Présenté en compétition officielle à la Berlinale, « Rose », réalisé par Markus Schleinzer, s’inscrit dans la tradition du festival allemand de mettre en lumière les œuvres et cinéastes queer. Le film prend la forme d’un récit historique situé au XVIIe siècle, tout en revendiquant une dimension de manifeste.
La Berlinale accorde depuis longtemps une place importante aux thématiques LGBTQ+, notamment à travers les Teddy Awards, prix dédiés au cinéma queer, qui célèbrent cette année leur 40e anniversaire. C’est dans ce contexte que « Rose » a été dévoilé.

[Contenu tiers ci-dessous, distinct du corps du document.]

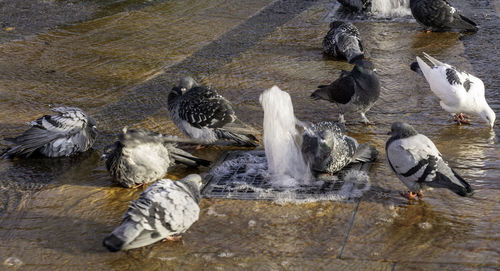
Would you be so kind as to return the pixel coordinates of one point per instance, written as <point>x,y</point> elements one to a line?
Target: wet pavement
<point>117,60</point>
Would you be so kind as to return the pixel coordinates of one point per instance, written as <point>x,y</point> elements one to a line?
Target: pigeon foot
<point>461,118</point>
<point>174,238</point>
<point>366,121</point>
<point>341,118</point>
<point>412,195</point>
<point>199,147</point>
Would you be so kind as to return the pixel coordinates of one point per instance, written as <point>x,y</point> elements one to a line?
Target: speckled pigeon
<point>439,15</point>
<point>343,41</point>
<point>203,114</point>
<point>326,148</point>
<point>69,132</point>
<point>418,164</point>
<point>141,156</point>
<point>165,210</point>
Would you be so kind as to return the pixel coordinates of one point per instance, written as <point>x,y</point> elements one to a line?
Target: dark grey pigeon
<point>356,5</point>
<point>69,132</point>
<point>165,210</point>
<point>418,163</point>
<point>343,41</point>
<point>326,148</point>
<point>141,157</point>
<point>354,91</point>
<point>439,15</point>
<point>201,113</point>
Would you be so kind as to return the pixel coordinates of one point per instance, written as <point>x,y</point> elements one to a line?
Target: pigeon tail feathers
<point>123,235</point>
<point>442,181</point>
<point>241,140</point>
<point>353,56</point>
<point>188,159</point>
<point>365,153</point>
<point>464,23</point>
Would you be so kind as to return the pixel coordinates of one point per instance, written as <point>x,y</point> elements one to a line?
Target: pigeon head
<point>186,83</point>
<point>336,24</point>
<point>402,130</point>
<point>416,68</point>
<point>191,184</point>
<point>364,66</point>
<point>489,116</point>
<point>110,149</point>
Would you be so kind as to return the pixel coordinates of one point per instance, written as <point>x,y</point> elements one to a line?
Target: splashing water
<point>391,8</point>
<point>281,140</point>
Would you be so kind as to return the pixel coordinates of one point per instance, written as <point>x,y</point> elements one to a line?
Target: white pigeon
<point>418,164</point>
<point>459,92</point>
<point>141,156</point>
<point>165,210</point>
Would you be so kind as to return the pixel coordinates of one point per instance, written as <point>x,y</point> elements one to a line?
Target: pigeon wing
<point>203,107</point>
<point>340,91</point>
<point>54,135</point>
<point>162,210</point>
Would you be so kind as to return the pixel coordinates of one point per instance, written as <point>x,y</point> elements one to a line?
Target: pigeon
<point>418,163</point>
<point>354,91</point>
<point>459,92</point>
<point>343,41</point>
<point>69,132</point>
<point>165,210</point>
<point>203,114</point>
<point>356,5</point>
<point>327,148</point>
<point>439,15</point>
<point>141,156</point>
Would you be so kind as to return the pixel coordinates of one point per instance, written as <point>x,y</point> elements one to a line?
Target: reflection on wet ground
<point>116,61</point>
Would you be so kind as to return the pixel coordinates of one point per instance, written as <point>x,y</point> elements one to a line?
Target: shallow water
<point>118,65</point>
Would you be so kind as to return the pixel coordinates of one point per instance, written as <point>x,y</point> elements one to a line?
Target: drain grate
<point>243,175</point>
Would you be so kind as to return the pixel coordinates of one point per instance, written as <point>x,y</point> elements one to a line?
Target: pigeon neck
<point>172,98</point>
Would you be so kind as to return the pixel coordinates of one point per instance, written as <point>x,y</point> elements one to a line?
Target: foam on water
<point>239,173</point>
<point>391,8</point>
<point>281,140</point>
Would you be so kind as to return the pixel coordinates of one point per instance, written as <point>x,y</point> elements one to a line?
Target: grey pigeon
<point>439,15</point>
<point>418,163</point>
<point>354,91</point>
<point>141,156</point>
<point>343,41</point>
<point>356,5</point>
<point>69,132</point>
<point>201,113</point>
<point>327,148</point>
<point>166,209</point>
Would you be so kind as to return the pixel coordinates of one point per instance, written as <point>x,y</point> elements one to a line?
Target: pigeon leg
<point>173,238</point>
<point>199,147</point>
<point>137,186</point>
<point>420,194</point>
<point>341,118</point>
<point>461,118</point>
<point>410,195</point>
<point>366,121</point>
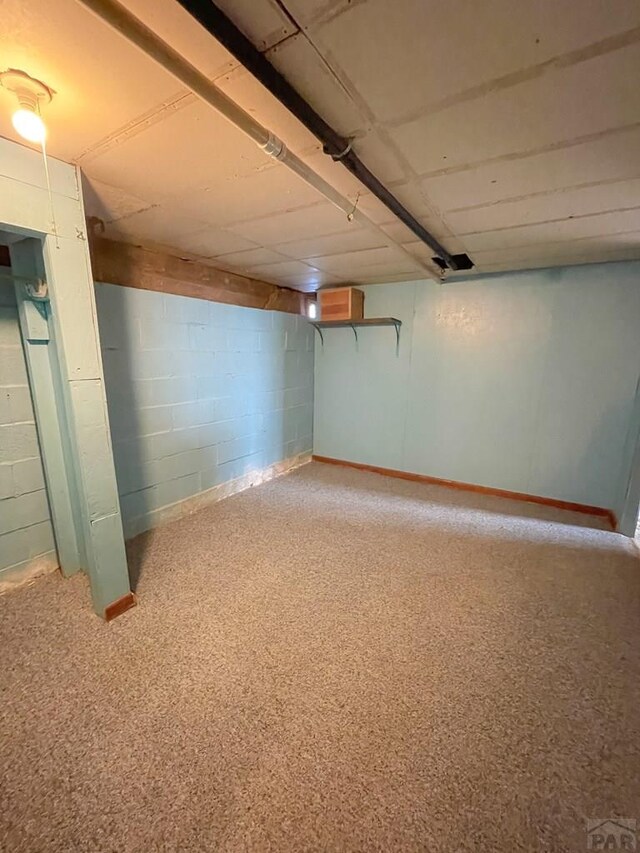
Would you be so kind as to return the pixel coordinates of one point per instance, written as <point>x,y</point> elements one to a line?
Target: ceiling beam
<point>146,269</point>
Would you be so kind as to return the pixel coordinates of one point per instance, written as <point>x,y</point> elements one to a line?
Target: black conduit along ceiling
<point>334,145</point>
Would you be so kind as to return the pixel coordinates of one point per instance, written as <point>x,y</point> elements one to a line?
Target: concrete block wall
<point>26,534</point>
<point>199,394</point>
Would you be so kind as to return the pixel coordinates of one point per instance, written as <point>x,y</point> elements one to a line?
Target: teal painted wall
<point>522,381</point>
<point>199,394</point>
<point>26,534</point>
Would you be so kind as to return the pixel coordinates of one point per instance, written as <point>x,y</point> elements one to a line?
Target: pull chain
<point>51,209</point>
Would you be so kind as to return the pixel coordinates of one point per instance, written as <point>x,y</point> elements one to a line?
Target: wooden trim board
<point>113,262</point>
<point>585,509</point>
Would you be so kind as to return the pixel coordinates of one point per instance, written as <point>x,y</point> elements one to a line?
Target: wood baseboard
<point>120,606</point>
<point>585,509</point>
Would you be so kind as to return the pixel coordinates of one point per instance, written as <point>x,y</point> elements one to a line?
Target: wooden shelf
<point>319,325</point>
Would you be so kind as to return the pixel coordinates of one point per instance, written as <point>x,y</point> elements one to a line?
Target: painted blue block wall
<point>522,381</point>
<point>26,534</point>
<point>199,394</point>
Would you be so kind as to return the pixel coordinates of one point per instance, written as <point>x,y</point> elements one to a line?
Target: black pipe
<point>336,146</point>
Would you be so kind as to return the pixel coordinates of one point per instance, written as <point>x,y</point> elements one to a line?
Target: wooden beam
<point>134,266</point>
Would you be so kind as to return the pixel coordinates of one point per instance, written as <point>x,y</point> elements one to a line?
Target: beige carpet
<point>333,661</point>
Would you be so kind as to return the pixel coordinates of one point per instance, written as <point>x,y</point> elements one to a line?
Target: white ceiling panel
<point>101,81</point>
<point>264,23</point>
<point>563,257</point>
<point>313,77</point>
<point>252,258</point>
<point>365,261</point>
<point>610,158</point>
<point>513,135</point>
<point>154,223</point>
<point>349,240</point>
<point>212,242</point>
<point>540,208</point>
<point>322,218</point>
<point>546,232</point>
<point>541,112</point>
<point>243,88</point>
<point>109,203</point>
<point>275,189</point>
<point>408,56</point>
<point>195,147</point>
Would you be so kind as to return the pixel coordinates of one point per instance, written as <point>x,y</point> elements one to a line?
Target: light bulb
<point>29,125</point>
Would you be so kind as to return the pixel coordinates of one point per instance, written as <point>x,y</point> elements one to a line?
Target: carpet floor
<point>333,661</point>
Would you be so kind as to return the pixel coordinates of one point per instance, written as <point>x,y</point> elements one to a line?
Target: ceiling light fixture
<point>30,93</point>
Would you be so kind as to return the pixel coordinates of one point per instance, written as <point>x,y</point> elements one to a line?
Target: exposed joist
<point>134,266</point>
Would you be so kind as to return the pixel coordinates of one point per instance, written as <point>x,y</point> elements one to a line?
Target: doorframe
<point>65,368</point>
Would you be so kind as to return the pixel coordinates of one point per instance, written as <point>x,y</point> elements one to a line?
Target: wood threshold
<point>585,509</point>
<point>120,606</point>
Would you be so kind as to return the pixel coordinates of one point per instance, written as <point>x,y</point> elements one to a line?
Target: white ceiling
<point>514,137</point>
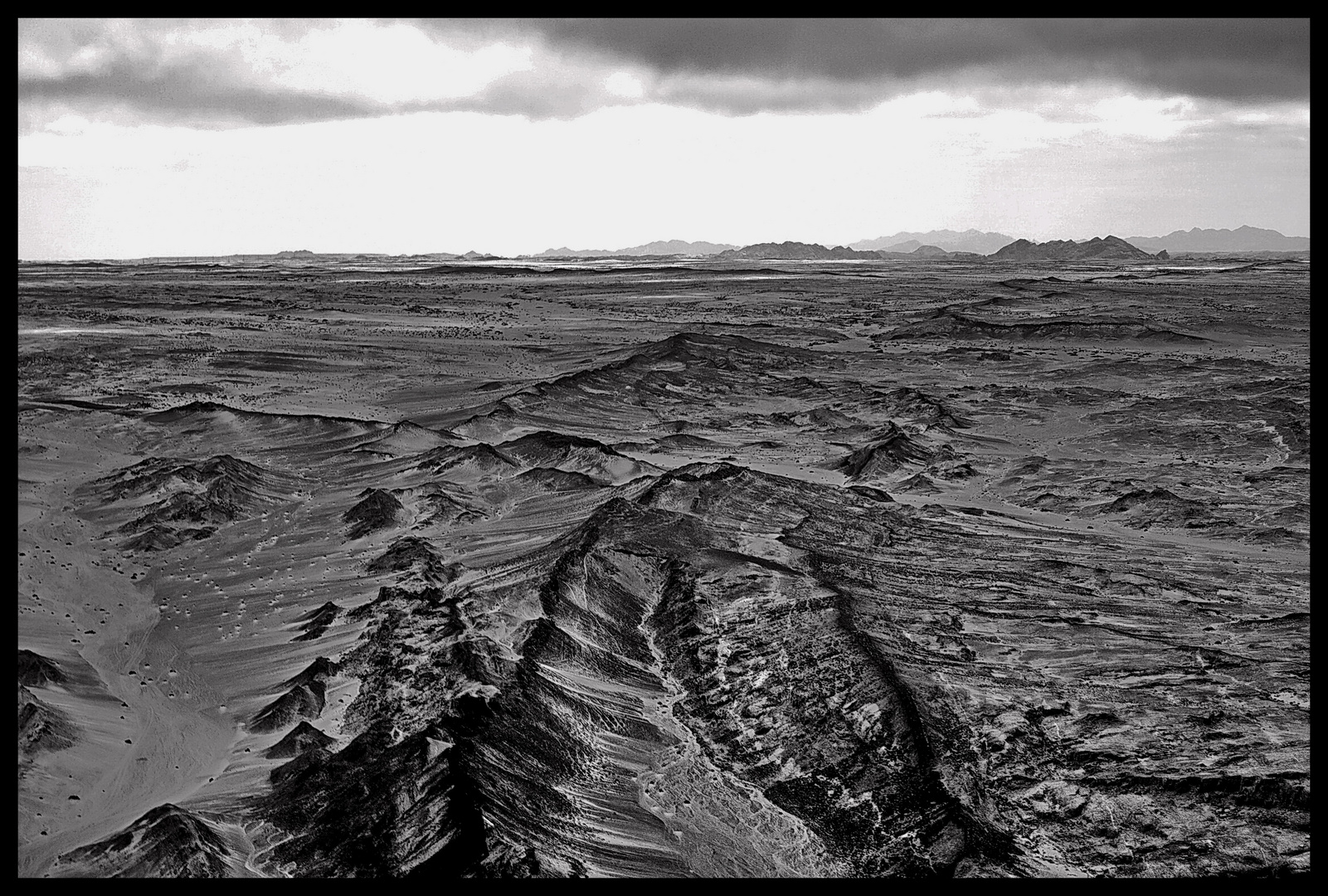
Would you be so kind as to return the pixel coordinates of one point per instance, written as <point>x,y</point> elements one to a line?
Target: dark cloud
<point>732,66</point>
<point>192,92</point>
<point>1218,59</point>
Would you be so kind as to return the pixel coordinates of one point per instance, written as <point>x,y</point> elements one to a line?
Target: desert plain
<point>364,567</point>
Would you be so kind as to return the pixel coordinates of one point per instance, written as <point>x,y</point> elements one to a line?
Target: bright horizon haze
<point>216,137</point>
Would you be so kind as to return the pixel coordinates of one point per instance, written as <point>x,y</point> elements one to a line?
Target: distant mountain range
<point>970,241</point>
<point>658,247</point>
<point>1242,239</point>
<point>902,246</point>
<point>1067,250</point>
<point>815,252</point>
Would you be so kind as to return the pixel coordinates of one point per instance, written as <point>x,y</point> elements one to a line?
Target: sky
<point>216,137</point>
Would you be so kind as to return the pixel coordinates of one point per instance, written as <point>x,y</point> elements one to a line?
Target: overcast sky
<point>209,137</point>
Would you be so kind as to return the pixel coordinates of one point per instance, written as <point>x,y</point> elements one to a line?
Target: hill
<point>968,241</point>
<point>658,247</point>
<point>1242,239</point>
<point>1065,250</point>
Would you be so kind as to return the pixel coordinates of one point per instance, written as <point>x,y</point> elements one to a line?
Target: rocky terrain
<point>362,567</point>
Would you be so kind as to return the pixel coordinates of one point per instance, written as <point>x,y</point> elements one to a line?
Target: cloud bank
<point>271,72</point>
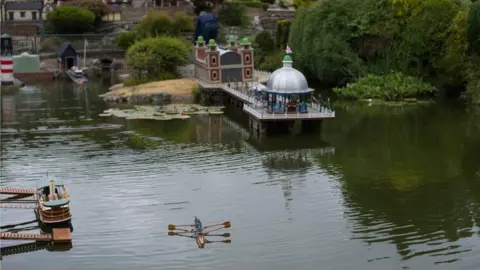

Sandra Hüller y incarne une femme ayant combattu durant la guerre de Trente Ans et qui cherche, une fois le conflit terminé, à s’établir dans une ferme isolée au sein d’une petite communauté rurale pour mener une existence paisible. Pour échapper aux contraintes du patriarcat, son personnage adopte une identité masculine. Elle se fait progressivement accepter par les habitants grâce à sa force de travail et à son engagement au sein de la communauté.
L’actrice explique que Rose « utilise ce travestissement comme un déguisement pour vivre en sécurité et avoir sa propre vie ». Connue pour ses rôles dans « Anatomie d’une chute » et « La zone d’intérêt », Sandra Hüller estime que le sujet du film trouve un écho particulier dans le contexte contemporain. Elle considère que des personnes ayant progressé vers davantage de liberté et d’intégration se retrouvent aujourd’hui de nouveau menacées, une réflexion qui, selon elle, a accompagné la réalisation du film.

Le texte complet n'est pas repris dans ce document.